Let $\struct {S, \ast_1, \ast_2, \ldots, \ast_n, \circ}_R$ and $\struct {T, \odot_1, \odot_2, \ldots, \odot_n, \otimes}_R$ be $R$-algebraic structures.

Then $\phi: S \to T$ is an $R$-algebraic structure monomorphism if and only if:

$(1): \quad \phi$ is an injection
$(2): \quad \forall k: k \in \closedint 1 n: \forall x, y \in S: \map \phi {x \ast_k y} = \map \phi x \odot_k \map \phi y$
$(3): \quad \forall x \in S: \forall \lambda \in R: \map \phi {\lambda \circ x} = \lambda \otimes \map \phi x$.

That is, if and only if:

$(1): \quad \phi$ is an injection
$(2): \quad \phi$ is an $R$-algebraic structure homomorphism.

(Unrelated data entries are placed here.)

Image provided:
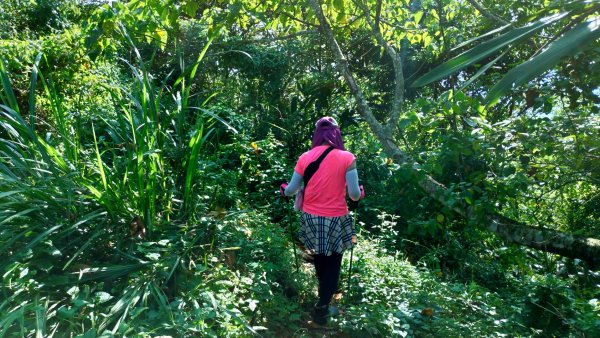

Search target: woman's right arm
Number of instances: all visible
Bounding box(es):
[346,160,360,201]
[285,171,302,196]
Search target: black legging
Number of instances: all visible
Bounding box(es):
[315,252,342,306]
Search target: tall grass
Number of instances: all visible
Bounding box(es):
[0,31,236,337]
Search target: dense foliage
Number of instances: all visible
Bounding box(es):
[0,0,600,337]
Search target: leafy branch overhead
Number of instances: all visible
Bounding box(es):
[411,1,600,105]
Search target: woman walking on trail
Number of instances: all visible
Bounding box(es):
[281,116,364,325]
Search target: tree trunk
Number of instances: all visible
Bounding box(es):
[310,0,600,267]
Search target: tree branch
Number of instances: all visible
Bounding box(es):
[467,0,510,25]
[309,0,391,142]
[309,0,600,266]
[356,0,404,135]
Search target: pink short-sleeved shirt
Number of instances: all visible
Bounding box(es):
[294,146,355,217]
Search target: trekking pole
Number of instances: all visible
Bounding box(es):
[285,196,300,273]
[288,219,300,272]
[346,201,358,299]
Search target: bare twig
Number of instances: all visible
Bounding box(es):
[467,0,510,25]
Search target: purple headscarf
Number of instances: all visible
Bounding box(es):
[312,116,346,150]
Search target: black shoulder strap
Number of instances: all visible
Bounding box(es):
[304,147,335,189]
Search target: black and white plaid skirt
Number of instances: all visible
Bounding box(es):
[298,212,355,256]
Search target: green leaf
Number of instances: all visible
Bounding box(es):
[411,13,567,87]
[414,11,423,25]
[486,17,600,104]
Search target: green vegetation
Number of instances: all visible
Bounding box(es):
[0,0,600,337]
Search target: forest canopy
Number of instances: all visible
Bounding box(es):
[0,0,600,337]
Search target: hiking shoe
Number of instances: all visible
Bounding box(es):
[312,305,329,325]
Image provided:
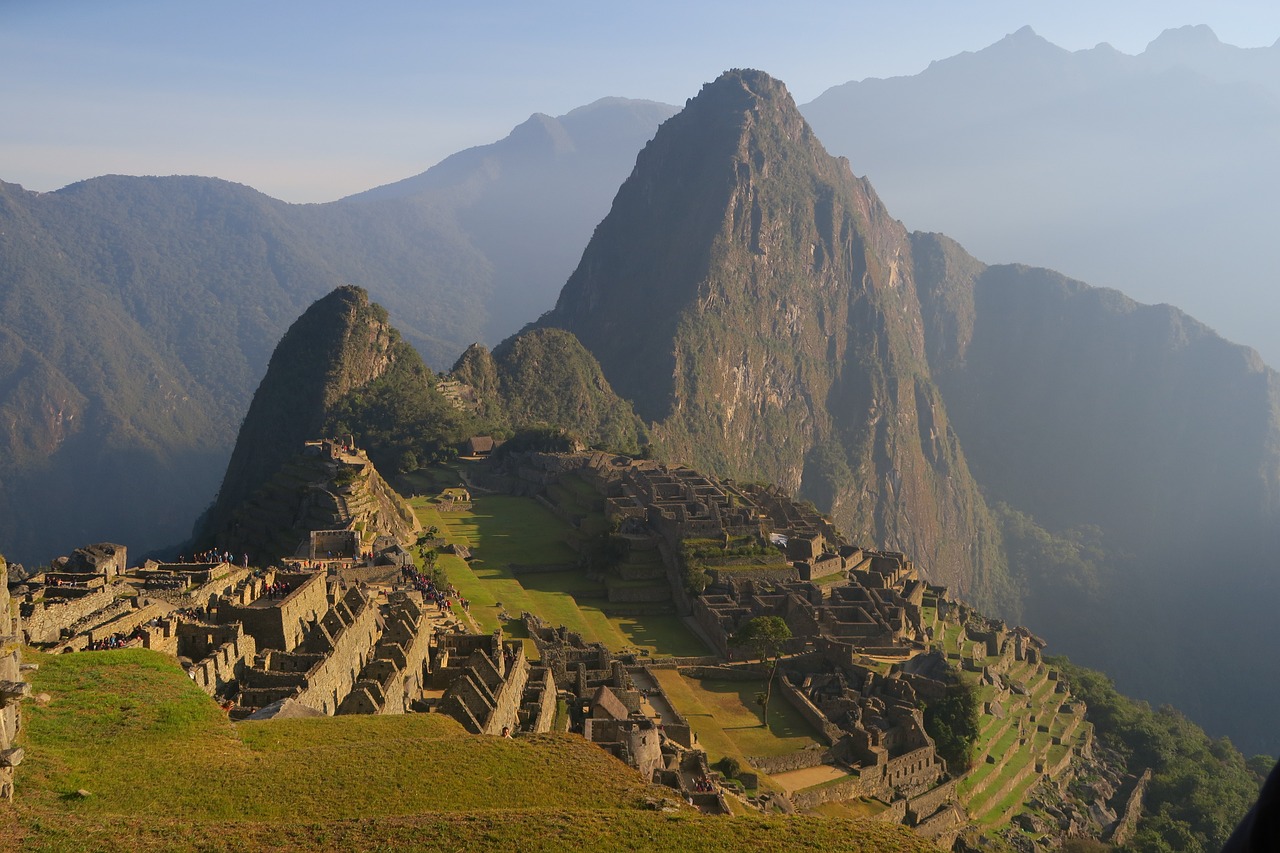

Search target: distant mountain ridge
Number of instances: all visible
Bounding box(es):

This definition continues to apply when $S$ and $T$ are modules, and also when they are vector spaces.

### Vector Space Monomorphism

Let $V$ and $W$ be $K$-vector spaces.

Then $\phi: V \to W$ is a vector space monomorphism if and only if:

$(1): \quad \phi$ is an injection
$(2): \quad \forall \mathbf x, \mathbf y \in V: \phi \left({\mathbf x + \mathbf y}\right) = \phi \left({\mathbf x}\right) + \phi \left({\mathbf y}\right)$
$(3): \quad \forall \mathbf x \in V: \forall \lambda \in K: \phi \left({\lambda \mathbf x}\right) = \lambda \phi \left({\mathbf x}\right)$

### Ordered Structure Monomorphism

Let $\left({S, \circ, \preceq}\right)$ and $\left({T, *, \preccurlyeq}\right)$ be ordered structures.

An ordered structure monomorphism from $\left({S, \circ, \preceq}\right)$ to $\left({T, *, \preccurlyeq}\right)$ is a mapping $\phi: S \to T$ that is both:

$(1): \quad$ A monomorphism, i.e. an injective homomorphism, from the structure $\left({S, \circ}\right)$ to the structure $\left({T, *}\right)$
$(2): \quad$ An order embedding from the ordered set $\left({S, \preceq}\right)$ to the ordered set $\left({T, \preccurlyeq}\right)$.

## Linguistic Note

The word monomorphism comes from the Greek morphe (μορφή) meaning form or structure, with the prefix mono- meaning single.

Thus monomorphism means single (similar) structure.